Images of better times have been flashing in my head at random points throughout the day, exhausting me further into a shell of what I used to be. I fear that this is the harbinger of something even deeper and that I do not know how much deeper I can go.
There has nary been a moment of content and that is troubling. The handful of times I have been blessed with some semblance of peace have been marred by the inbound waves of meta-contemplation that ground me back to the endless heedless ennui.
I have been feeling a significant deal of anger towards them. The way they handled it, knowing full well the fragility of the situation and my feelings towards them. I do not know what I wish for them, but I do wish they think about love when they think about me; that they regret what they did. Even if self was at the core of their motivum, I wish they realized that they lost something great.
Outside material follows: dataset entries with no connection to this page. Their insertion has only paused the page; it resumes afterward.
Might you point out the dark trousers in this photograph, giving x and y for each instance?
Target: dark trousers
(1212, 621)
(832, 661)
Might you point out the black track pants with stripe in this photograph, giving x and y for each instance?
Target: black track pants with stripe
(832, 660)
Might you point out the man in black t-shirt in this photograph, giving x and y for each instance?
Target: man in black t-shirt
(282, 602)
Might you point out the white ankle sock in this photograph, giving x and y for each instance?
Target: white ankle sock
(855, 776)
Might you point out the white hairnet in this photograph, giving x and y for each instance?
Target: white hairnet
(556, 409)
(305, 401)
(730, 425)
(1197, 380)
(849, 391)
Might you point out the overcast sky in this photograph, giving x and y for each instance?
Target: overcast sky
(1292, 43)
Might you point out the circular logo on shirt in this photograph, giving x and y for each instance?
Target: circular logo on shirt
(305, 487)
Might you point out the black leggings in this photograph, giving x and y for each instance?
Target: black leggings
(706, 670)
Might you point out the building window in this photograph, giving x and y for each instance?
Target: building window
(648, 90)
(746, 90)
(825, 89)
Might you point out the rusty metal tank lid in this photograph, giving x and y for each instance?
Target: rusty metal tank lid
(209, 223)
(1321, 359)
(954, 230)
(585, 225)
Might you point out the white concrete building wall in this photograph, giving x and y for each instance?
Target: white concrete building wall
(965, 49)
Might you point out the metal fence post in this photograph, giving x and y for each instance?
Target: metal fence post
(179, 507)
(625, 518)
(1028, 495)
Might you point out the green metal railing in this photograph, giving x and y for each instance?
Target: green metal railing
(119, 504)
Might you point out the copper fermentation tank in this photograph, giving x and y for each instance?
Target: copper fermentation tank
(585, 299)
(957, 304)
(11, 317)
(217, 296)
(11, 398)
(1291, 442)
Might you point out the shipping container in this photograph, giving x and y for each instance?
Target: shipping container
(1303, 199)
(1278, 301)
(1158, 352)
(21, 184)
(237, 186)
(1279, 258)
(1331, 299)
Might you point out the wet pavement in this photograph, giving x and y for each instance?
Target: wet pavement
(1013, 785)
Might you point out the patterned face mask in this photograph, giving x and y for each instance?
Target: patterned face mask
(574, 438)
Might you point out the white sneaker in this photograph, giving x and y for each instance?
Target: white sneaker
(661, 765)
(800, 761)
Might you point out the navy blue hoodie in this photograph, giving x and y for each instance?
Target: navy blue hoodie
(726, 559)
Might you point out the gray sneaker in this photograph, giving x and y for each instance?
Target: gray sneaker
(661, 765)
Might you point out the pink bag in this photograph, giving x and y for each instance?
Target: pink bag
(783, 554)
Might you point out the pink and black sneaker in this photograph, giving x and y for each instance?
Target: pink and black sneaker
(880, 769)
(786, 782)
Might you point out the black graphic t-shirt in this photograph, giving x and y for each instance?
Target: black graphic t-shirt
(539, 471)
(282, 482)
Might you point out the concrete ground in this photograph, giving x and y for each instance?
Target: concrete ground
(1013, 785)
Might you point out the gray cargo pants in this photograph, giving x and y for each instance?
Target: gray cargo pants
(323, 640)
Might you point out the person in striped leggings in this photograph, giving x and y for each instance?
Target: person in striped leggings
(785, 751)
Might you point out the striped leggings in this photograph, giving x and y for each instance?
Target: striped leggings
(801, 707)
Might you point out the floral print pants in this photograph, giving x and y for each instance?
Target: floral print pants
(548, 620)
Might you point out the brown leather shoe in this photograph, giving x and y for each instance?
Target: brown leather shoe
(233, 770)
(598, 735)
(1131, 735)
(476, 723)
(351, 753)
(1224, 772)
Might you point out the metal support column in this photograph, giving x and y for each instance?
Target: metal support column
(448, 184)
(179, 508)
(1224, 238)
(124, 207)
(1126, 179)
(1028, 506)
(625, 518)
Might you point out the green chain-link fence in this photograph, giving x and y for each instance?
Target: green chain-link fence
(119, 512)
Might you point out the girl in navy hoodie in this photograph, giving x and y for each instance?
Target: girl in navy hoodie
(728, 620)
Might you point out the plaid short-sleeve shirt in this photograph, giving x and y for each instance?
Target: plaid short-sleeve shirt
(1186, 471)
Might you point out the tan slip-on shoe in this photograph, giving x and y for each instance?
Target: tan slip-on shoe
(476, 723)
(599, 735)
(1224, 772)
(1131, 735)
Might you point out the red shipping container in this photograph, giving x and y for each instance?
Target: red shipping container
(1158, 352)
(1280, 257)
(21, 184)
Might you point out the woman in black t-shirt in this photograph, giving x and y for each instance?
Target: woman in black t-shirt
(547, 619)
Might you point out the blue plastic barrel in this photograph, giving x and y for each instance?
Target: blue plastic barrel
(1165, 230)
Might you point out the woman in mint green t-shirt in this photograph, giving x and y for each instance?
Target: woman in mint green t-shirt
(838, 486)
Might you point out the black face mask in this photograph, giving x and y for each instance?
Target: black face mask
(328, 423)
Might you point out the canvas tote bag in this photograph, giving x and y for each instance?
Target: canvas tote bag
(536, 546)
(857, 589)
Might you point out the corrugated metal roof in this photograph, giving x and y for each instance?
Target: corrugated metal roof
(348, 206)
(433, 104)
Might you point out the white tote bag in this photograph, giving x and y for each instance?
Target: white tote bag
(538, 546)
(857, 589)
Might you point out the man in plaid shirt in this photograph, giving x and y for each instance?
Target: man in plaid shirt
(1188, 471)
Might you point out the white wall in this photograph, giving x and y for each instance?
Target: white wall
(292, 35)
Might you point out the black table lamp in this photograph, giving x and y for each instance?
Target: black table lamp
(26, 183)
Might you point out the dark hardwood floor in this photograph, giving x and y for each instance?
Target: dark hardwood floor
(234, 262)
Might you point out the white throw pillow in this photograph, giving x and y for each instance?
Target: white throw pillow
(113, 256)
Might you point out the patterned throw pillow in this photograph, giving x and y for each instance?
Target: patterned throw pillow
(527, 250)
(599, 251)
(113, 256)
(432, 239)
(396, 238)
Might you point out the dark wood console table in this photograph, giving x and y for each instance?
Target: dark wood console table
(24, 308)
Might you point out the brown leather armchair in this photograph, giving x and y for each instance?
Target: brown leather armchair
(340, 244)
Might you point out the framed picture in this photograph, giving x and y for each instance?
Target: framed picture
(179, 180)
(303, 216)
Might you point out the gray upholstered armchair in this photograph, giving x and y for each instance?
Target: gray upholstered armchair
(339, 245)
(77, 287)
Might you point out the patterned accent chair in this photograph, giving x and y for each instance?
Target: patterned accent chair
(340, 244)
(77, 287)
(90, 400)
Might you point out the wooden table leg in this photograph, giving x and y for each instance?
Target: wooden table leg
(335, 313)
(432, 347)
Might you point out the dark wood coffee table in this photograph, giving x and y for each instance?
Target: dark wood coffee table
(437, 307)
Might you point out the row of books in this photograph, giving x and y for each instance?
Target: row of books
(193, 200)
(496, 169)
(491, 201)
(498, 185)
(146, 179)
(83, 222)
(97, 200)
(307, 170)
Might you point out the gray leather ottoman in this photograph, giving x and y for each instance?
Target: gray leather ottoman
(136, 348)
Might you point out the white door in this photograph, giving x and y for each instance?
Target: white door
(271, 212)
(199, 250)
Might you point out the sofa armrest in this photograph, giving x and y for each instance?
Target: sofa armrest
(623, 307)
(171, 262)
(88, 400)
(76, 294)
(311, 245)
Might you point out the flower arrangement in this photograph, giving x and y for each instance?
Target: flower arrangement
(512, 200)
This might be why I have been struggling as much as I have. I keep wishing things of them. That they feel ill about their misdeeds, that they regret, that they work on their world to not hurt anyone else in the magnitude they have me. I should instead focus on the pain that is within me, why I have not been able to let go. It is something I have always been bad at.
I have seen new images of them since our reassignment into strangerdom. I cannot shake this uncanny feeling that they look different. Not just in the sense that they are a different person, but in the sense that prior to knowing them images of them had this same uncanny feeling to them. And for the short period of our lives intertwined, their images looked different. Maybe I took the majority of their pictures at that time and my point of view and approach differed from the others’.
I think it is something else. They are other in a sense that I have yet failed to grasp, but I hope I will be able to. Maybe reading “White Nights” was an error on my part.